The above provision was amended vide Notification No. 59/94-CE dated March 01, 1994 and as a result, deleted the words “where a manufacturer affixes the specified goods with” andnow read as under:

“4. The exemption contained in this notification shall not apply to the specified goods, bearing a brand name or trade name (registered or not) of another person.”

In Para J of the Budget Changes 1994-95 explained the following two purposes of the above amendment:

1.      If SSI unit manufactures the branded goods for another person irrespective of whether the brand name owner himself is SSI unit or not, such goods shall not be eligible for the concession.

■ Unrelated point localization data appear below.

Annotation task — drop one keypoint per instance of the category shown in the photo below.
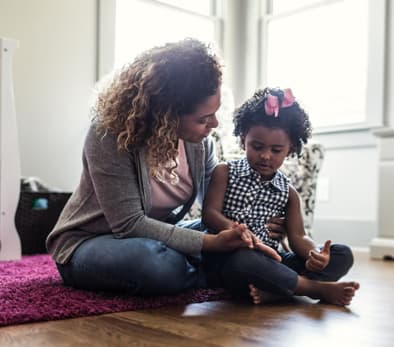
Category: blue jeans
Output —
(143, 266)
(137, 266)
(236, 270)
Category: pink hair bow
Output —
(271, 105)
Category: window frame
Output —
(376, 41)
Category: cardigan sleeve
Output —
(116, 183)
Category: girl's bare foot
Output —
(336, 293)
(261, 297)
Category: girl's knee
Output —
(344, 253)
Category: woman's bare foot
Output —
(336, 293)
(261, 297)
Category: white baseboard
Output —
(382, 248)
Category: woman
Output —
(146, 157)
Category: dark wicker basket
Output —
(36, 215)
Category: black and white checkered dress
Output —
(252, 201)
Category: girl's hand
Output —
(260, 246)
(276, 228)
(317, 261)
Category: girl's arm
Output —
(212, 216)
(299, 242)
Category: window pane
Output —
(322, 54)
(165, 25)
(287, 5)
(199, 6)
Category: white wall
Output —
(54, 72)
(346, 206)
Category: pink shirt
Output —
(167, 196)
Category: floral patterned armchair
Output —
(303, 173)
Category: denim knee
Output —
(343, 257)
(246, 266)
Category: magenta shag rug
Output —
(31, 290)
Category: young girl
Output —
(249, 191)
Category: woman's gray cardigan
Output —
(113, 196)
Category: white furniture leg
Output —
(382, 246)
(10, 247)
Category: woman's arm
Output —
(212, 216)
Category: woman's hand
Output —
(237, 236)
(276, 228)
(260, 246)
(318, 260)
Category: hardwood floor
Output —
(368, 321)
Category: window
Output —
(143, 24)
(331, 54)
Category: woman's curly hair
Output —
(293, 120)
(143, 102)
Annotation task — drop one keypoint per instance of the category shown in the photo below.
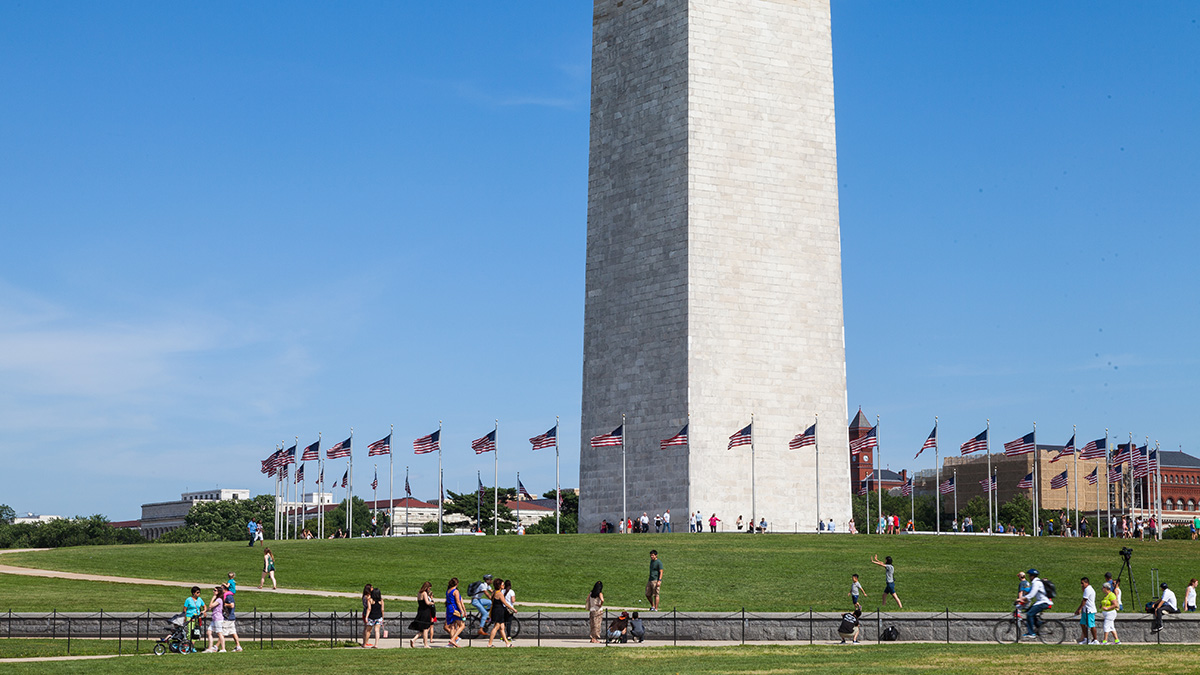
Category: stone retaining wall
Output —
(682, 627)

2.      The requirement of affixation or brand name by the SSI unit has been changed and now the only condition is that the goods cleared by SSI unit bearing a brand name of another person shall not be eligible for the concession irrespective of the fact whether the brand name was affixed by the SSI unit or that, the input material used by the SSI unit was already affixed with brand name.

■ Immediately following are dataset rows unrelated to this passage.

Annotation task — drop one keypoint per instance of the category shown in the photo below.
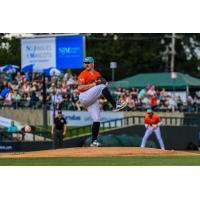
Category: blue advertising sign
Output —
(69, 51)
(53, 51)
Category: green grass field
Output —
(112, 161)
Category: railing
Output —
(107, 125)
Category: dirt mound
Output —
(95, 152)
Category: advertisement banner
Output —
(10, 146)
(54, 51)
(82, 118)
(39, 52)
(69, 52)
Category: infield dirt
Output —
(97, 152)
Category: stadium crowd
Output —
(19, 90)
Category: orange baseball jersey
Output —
(154, 120)
(86, 77)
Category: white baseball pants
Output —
(89, 100)
(148, 132)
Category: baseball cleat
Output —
(95, 144)
(120, 106)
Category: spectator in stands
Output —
(34, 100)
(13, 131)
(179, 103)
(189, 104)
(57, 100)
(4, 91)
(172, 104)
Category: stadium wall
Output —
(35, 117)
(175, 138)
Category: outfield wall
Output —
(174, 137)
(35, 117)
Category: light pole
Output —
(113, 66)
(173, 51)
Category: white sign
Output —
(40, 52)
(113, 65)
(82, 118)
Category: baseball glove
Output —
(101, 80)
(154, 126)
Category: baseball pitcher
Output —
(91, 85)
(152, 124)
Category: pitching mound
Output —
(96, 152)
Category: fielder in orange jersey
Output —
(91, 85)
(152, 124)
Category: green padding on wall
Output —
(123, 140)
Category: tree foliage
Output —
(134, 52)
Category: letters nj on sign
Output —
(68, 50)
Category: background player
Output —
(152, 124)
(91, 86)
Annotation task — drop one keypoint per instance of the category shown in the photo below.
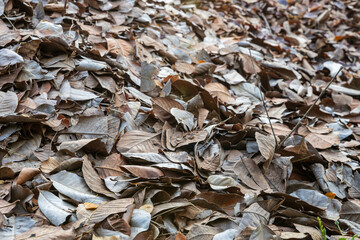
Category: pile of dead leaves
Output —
(124, 119)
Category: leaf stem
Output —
(262, 98)
(308, 111)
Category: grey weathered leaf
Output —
(266, 144)
(233, 77)
(74, 187)
(138, 141)
(147, 157)
(263, 232)
(47, 233)
(10, 231)
(220, 182)
(8, 102)
(93, 180)
(247, 90)
(9, 57)
(140, 222)
(69, 93)
(148, 71)
(55, 209)
(88, 64)
(184, 117)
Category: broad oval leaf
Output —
(75, 187)
(55, 209)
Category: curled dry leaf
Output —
(266, 144)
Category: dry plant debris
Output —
(124, 119)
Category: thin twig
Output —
(307, 112)
(262, 97)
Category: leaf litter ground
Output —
(144, 119)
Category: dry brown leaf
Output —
(266, 144)
(93, 180)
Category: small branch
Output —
(262, 98)
(307, 112)
(64, 10)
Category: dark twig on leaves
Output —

Importantly, the term “brand name” or “trade name” is defined in Explanation IX of the Notification No. 1/93-CE dated February 28, 1993 which is reproduced below for your ready reference:

“Explanation IX- ‘Brand name’ or ‘trade name’ shall mean a brand name or trade name, whether registered or not, that is to say a name or a mark, such as symbol, monogram, label, signature or invented word or writing which is used in relation to such specified goods for the purpose of indicating, or so as to indicate a connection in the course of trade between such specified goods and some person using such name or mark with or without any indication of the identity of that person.”

The learned counsel of the company relied on the decision in the case of Commissioner of Central Excise, Jamshedpur Vs. Superex Industries, Bihar reported in 2004-TIOL-100-SC-CXwherein it was held that display of a brand name on goods is a necessary requirement for disqualification from the exemption granted by the concerned notification.

In the present case, the Hon’ble Supreme court observed that it cannot be derived from the above judgement that in order to avail exemption of manufacture of branded goods by SSI, there is a compulsory requirement of physical display of a brand name on the specified goods. The decision in the above case simply recognizes that the benefit would be lost only if a manufacturer affixes the specified goods with a brand or trade name of another who is not eligible for the exemption under the notification. It does not state that the specified good must itself bear or be physically affixed with the brand or trade name.

It was also observed by the Hon’ble Supreme Court that in the present case, the goods were sold from exclusive single brand retail outlets / stores and this fact is to be a relevant fact in construing if the goods are its branded goods or not. Hence, we hold that it is not necessary for goods to be stamped with a trade or brand name to be considered as branded goods under the SSI notification.

While arriving at the conclusion, the Hon’ble Supreme Court observed that the most important factor is the specific branded outlet from which the goods were sold. However, such factors would carry different manners in different scenarios. There can be no single formula to determine if the goods are branded or not; such determination would vary from case to case. Also, our observations must be limited to this notification and not superseded to other laws with similar subject matter pertaining to trade names and brand names.

Applying the said principles on the facts at hand, we fail to see how the same branded cookies, sold in containers, can transform to become unbranded ones, when sold from the same counter, or even from an adjoining counter, without packaging carrying the brand name.

CONCLUSION

Even though brand name of other person is not affixed on the goods manufactured by SSI unit but so long as it can be proved that such manufactured goods belongs to some brand, then in such a case, such SSI unit cannot enjoy exemption of manufacture of unbranded goods upto the turnover of Rs. 1,50 Crore.